Usually Harper lets it roll off his back. After all, he’s heard it since he was 16, when he appeared on the cover of Sports Illustrated.
But sometimes ignoring all the things that fans say is difficult.
This was one of those times.
Harper on Wednesday night was back in right field at Nationals Park, his home for seven seasons as a member of the Washington Nationals. Only he was wearing the uniform of the Philadelphia Phillies, the team with which he signed a 13-year, $330 million free-agent contract in March.
Though this was not his first trip back to Washington in a Phillies uniform, fans in the right-field seats were particularly nasty this time, Harper said. He even turned around and responded to them in the eighth inning.
“They were fine all game talking about myself and things like that,” he said. “I mean, I get it everywhere I go. It’s nothing new, but the last inning – it’s just not right. It’s just not right.”
Harper declined to say where the fans crossed the line, but he did vent some frustration.

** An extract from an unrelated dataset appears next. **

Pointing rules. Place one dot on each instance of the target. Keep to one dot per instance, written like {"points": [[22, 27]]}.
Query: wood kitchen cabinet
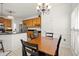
{"points": [[33, 22], [7, 23]]}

“That’s part of sports,” he said. “I guess that’s what it is nowadays. Like I said the whole time, I’ve got 60,000 fans up in Philly that appreciate me as a player and appreciate me as an individual and my family, as well. I owe a lot to those people up there in Philly because they show up for me every single night and they are there to cheer us on and boo us and keep us going as a team and as individuals as well and I’m looking forward to the next 12 years. Can’t wait.”
Harper’s situation isn’t all that different from Jayson Werth. He played on a World Series-winning team in Philadelphia, signed a big, free-agent deal with Washington and was booed loudly whenever he returned to Philadelphia.
“I feel like that everywhere I go,” Harper said. “I just want to play. That’s how I’ve always been. Of course, there have been times I haven’t ran out baseballs and things like that. I’ve slacked and things. That’s part of it. But every single night I come out here, my team deserves that, my city – Philadelphia – deserves that and the great fan base we have up there.
“Like I said, it’s part of sports and that’s how it is nowadays. Individually you go out there and don’t really worry about what they’re saying. But there are times – it’s just not good and just not right. Everybody has a platform now whether it’s Twitter, Instagram or in the stands. They kind of say whatever they want and that’s just how it is. You kind of have to live with it. You see it in the NBA, you see it in the NFL and you see it here now and I guess it is just part of sports now.”